На одной из наших еженедельных встреч Глэдис выразила недовольство по поводу моей работы:
— Ты должна уберечь себя от соблазнов, мисс Кеттл.
— Но если я не буду работать в ресторане, то не смогу платить за «Программу баптистов».
— Ну-ну, тебе не нужно так держаться за эту работу, — сладко промурчала Глэдис. Она взяла со стола газету и принялась просматривать объявления, чтобы помочь мне найти работу, которая не связана с едой. — Вот! Требуется выгульщик собак.
— У меня едва хватает сил, чтобы ходить.
— Может, тогда устроиться няней?
Я представила, как теряю сознание от голода на чужой кухне, а испуганный ребенок пытается набрать 911.
— Нет, мне лучше всего в ресторане. Я справлюсь.
Только я не смогла. Как-то раз на кухне я следила за приготовлением макаронника для детского праздника. В массивном поддоне, должно быть, были тысячи рожков, покрытых блестящим плавленым сыром. Пьянящий запах заполнил нос и рот, проник даже в самые потаенные уголки моего мозга, его оранжевые щупальца обвили каждую мысль. «Ни один десерт не сравнится со сладким вкусом того, что ты — худышка!» — повторяла я себе. Сколько калорий было в поддоне? Сто тысяч? Миллион? Сама мысль об этом стала мне противна.
Но когда пустые тарелки из-под макаронника вернули на кухню — какие-то были чуть ли не вылизаны, на некоторых одиноко лежали макаронина или две, несколько выглядели так, будто к ним вообще не притронулись, — и сложили в мойке, чтобы Луи вымыл их, я не удержалась. Луи вышел покурить, а я подошла к мойке, воровато оглядываясь по сторонам — не смотрит ли кто, — взяла с ближайшей тарелки пару рожков и положила на язык. Это была моя первая настоящая еда за полтора месяца. Вкус, ощущения были иными, разница была огромной, как между кашемиром и колючей синтетикой.
После первых секунд блаженства вся серьезность деяния тяжелым грузом опустилась на плечи. Меня залихорадило. Я бросилась в туалет, склонилась над унитазом и выплюнула еду, глотая слезы и утирая сопли рукавом. Дура, дура, дура. Глэдис дала мне брошюры на каждый случай жизни: «Переедание от стресса после утраты близкого», «Опасности карнавалов, фестивалей и ярмарок» и т. д. У меня были груды подобных брошюр, но ни одна из них не смогла заглушить для моего разума гипнотическую песнь сирен — макарон и плавленого сыра. Но, решила я, не все так уж плохо. Я ведь даже не проглотила.

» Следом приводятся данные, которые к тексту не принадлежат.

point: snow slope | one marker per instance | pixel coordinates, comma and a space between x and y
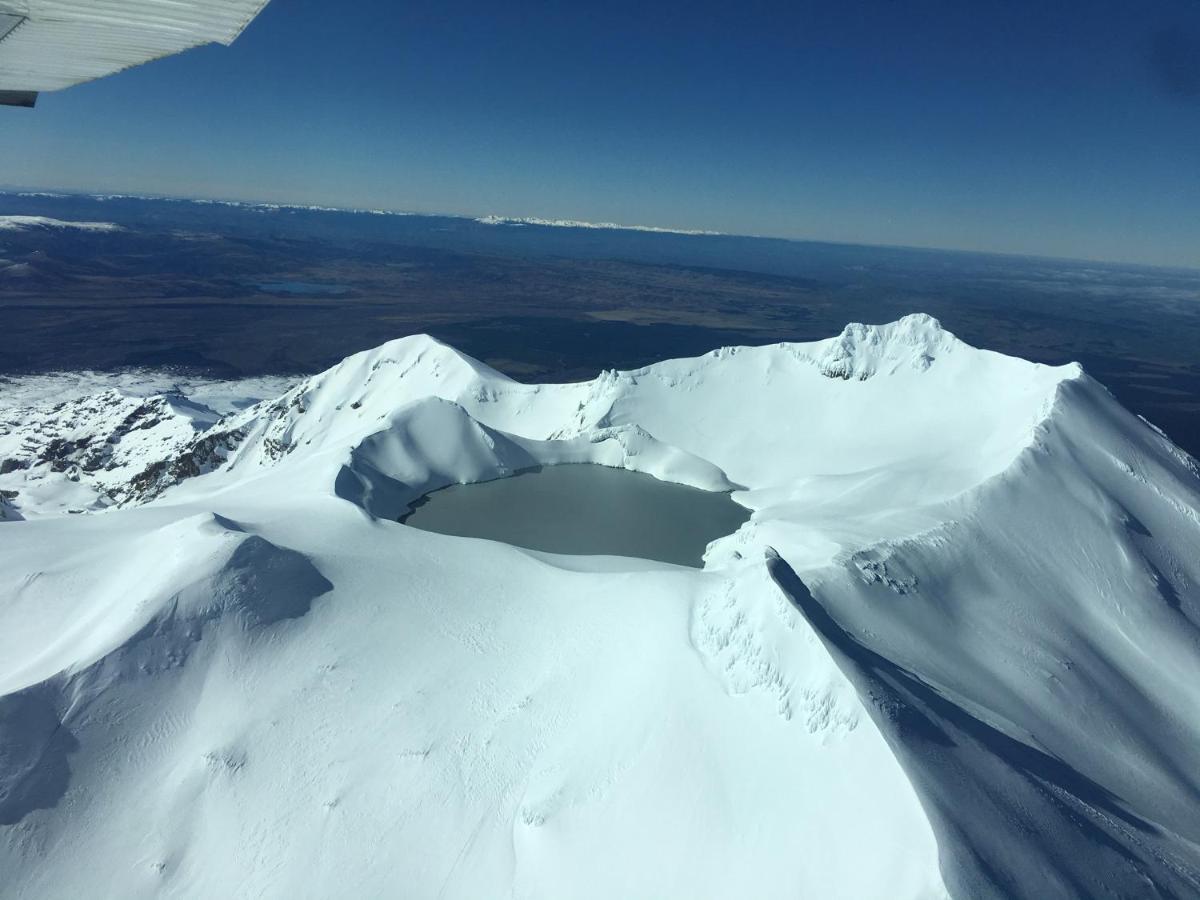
22, 223
954, 651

В какие-то дни мне хотелось позвонить на работу и сказать, что заболела. Я и вправду была больна или, по крайней мере, ощущала себя больной каждую минуту каждого дня, но я не могла в этом признаться. Для мамы это стало бы поводом воскликнуть: «Я же говорила!» — и запретить мне следовать «Программе баптисток». Я втайне боялась, что когда начнется школа, я стану хуже учиться из-за плохого самочувствия, но решила не загадывать так далеко.